Between babyland and the mausoleum are looping roads, connecting the history-rich headstones in the center with an area of newer burials on the northeast hillside.

For something as permanent as a graveyard, Conrad Cemetery has a feel of fleeting moods and changes, dictated by the weather from which it stands unprotected.

"As the light hits the monuments at different times of the day and different seasons, you become aware of some you didn't see before," Korn said.

Some visitors to the cemetery lope through, heedless of the monuments. Others have to stop and investigate. Their curiosity is rewarded.

Three former Montana governors reportedly are buried in the cemetery. Robert Burns Smith was Democrat-Populist governor from 1897-1901. He died in 1908 in Kalispell. Samuel Vernon Stewart was a Democrat in office from 1913-1921. He also was a candidate for the Democratic nomination for vice president in 1920; he died in office during his second term in 1939. John Edward Erickson, another Democrat, served from 1925-1933. He was also a U.S. Senator in 1933-34. He died in 1946.

Korn, whose grandparents are buried at Conrad, said," I grew up understanding it was a special place."

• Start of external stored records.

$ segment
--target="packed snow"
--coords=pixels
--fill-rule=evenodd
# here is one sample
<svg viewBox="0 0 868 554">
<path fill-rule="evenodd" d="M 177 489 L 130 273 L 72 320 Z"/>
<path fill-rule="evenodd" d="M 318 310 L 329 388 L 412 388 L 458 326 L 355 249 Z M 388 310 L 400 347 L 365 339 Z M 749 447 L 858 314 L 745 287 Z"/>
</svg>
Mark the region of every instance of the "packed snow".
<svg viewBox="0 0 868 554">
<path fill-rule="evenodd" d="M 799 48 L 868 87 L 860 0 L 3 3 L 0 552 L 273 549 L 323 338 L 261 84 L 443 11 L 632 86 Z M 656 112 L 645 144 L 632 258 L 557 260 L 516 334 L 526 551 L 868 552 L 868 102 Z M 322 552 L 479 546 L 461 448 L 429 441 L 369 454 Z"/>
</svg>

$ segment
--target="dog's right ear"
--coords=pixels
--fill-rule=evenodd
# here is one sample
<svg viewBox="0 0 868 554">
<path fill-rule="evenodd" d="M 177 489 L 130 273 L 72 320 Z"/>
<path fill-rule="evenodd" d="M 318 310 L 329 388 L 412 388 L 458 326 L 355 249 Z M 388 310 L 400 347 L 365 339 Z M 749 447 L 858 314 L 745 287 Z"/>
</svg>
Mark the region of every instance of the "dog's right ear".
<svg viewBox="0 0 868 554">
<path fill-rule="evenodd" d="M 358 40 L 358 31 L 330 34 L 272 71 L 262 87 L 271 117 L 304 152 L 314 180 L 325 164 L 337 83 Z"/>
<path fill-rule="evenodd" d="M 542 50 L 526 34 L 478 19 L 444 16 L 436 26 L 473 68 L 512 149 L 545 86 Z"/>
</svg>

He says old-school etiquette is still observed there. Visitors take care not to walk on the graves. They don't litter, and they treat the cemetery with respect, even if they're only there for the cardiovascular benefits.

That means the funeral-in-progress signs are the equivalent of "no vacancy" for recreationists in the cemetery.

"When there's a funeral going on, they should be elsewhere. For the most part, they're respectful of that, not having somebody jogging through the middle of cars [in a funeral procession]," Korn said.

There's usually a good time to come back. The cemetery is open from 8 a.m. to 8 p.m. in the summer, and people come and go "all day long," Korn said.

It is open to all who come with a spirit of respect, and that is in keeping with what the Conrads had apparently hoped for in "a fantastic vision of what they were trying to accomplish." Even before the advent of Nikes.